Easy steps could lift more than 700,000 children out of poverty

The Child Poverty Action Group is calling for re-investment in social security support for the UK’s children, as part a new report detailing the costs of restoring a catalogue of cuts to social security.

Universal credit: what needs to change to reduce child poverty and make it fit for families?, the new report, outlines a range of options to rewind sub-inflationary uprating and the disproportionate impact of cuts in support for children and families.

It claims that a modest package of re-investment in children’s benefits would lift 700,000 children out of poverty by 2023, when universal credit will be fully rolled out, and increase family income by an average of £1,000 per year by: removing the poverty-producing two-child limit and benefit cap; restoring the child element in universal credit to its 2015/16 value; re-instating the higher payment for the first child in the family (as in tax credits); and uprating child benefit by £5 per child per week to reverse the impact of the benefit freeze.

Such a package would come at a cost of £8.3 billion, a fraction of the total of social security cuts of almost £40 billion per year by 2020.

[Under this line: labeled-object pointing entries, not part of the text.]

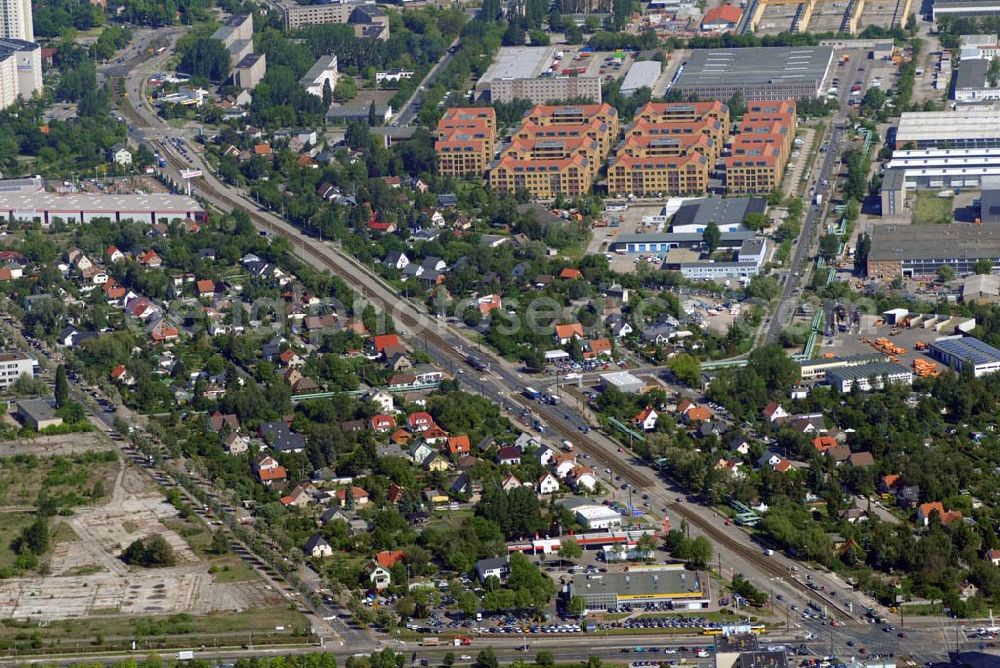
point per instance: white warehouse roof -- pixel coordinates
(915, 126)
(92, 203)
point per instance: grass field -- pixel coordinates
(72, 480)
(227, 628)
(11, 525)
(932, 210)
(233, 570)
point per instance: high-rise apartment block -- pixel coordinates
(557, 150)
(761, 148)
(20, 56)
(15, 20)
(670, 149)
(465, 141)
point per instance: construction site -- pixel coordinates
(771, 17)
(902, 337)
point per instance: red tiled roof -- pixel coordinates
(277, 473)
(389, 558)
(722, 14)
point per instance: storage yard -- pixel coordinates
(904, 338)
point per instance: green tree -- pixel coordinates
(151, 551)
(861, 253)
(646, 543)
(686, 368)
(699, 552)
(829, 245)
(33, 539)
(220, 543)
(778, 371)
(737, 106)
(62, 386)
(487, 658)
(569, 550)
(711, 236)
(756, 221)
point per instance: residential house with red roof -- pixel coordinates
(434, 435)
(824, 443)
(598, 348)
(459, 445)
(566, 333)
(150, 259)
(120, 374)
(509, 456)
(420, 421)
(389, 558)
(383, 341)
(723, 18)
(924, 511)
(773, 411)
(205, 288)
(646, 419)
(382, 422)
(162, 331)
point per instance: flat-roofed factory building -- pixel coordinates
(642, 585)
(84, 207)
(759, 73)
(966, 353)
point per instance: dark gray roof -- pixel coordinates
(934, 242)
(727, 238)
(720, 210)
(760, 65)
(969, 349)
(863, 371)
(38, 409)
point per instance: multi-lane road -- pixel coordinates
(848, 75)
(503, 383)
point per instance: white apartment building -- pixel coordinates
(15, 20)
(323, 72)
(12, 366)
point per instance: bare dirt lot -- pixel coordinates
(89, 579)
(63, 444)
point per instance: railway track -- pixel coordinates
(418, 325)
(358, 277)
(759, 560)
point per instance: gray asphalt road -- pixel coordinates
(796, 276)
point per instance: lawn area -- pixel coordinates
(194, 533)
(932, 210)
(234, 570)
(159, 631)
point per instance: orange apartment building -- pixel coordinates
(466, 140)
(761, 148)
(557, 149)
(671, 149)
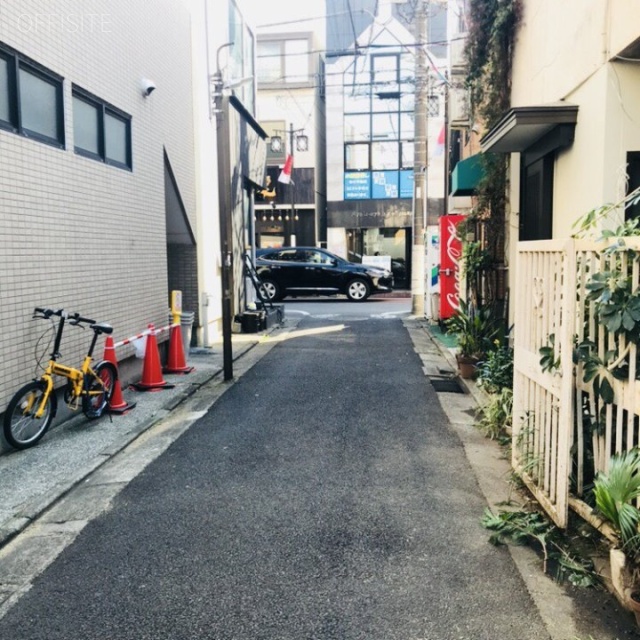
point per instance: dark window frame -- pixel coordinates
(281, 41)
(104, 109)
(15, 62)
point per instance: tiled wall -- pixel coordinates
(74, 232)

Alison Garnham, chief executive of the Child Poverty Action Group, said: “Child poverty is rising on every measure and it is time for every compassionate politician from all parties to re-commit to taking action today. We all want to see the best possible start in life for the UK’s children, but instead the face of child poverty is getting younger as 53 per cent of children (two million children) growing up in poverty are now under the age of five. Work has not proved to be the route out of poverty it should be, with most (70 per cent) of children growing up in poverty in a working family. Children have borne the greatest burden of cuts to government spending with the four-year benefit freeze and punitive policies such as the two-child limit and benefit cuts - this is just not right. If the government is serious that ‘austerity’ is now over, it needs to demonstrate this in a way that is felt immediately in families’ pockets. Re-investing in benefits for children and families would be a good first step, followed by annual up-rating.

“Bringing more families on to universal credit without restoring the cuts and fixing the numerous flaws highlighted by CPAG’s Early Warning System risks scaling up the errors, hardship and unintended consequences that are blighting the lives of so many families struggling to get by. The UK’s families deserve better.”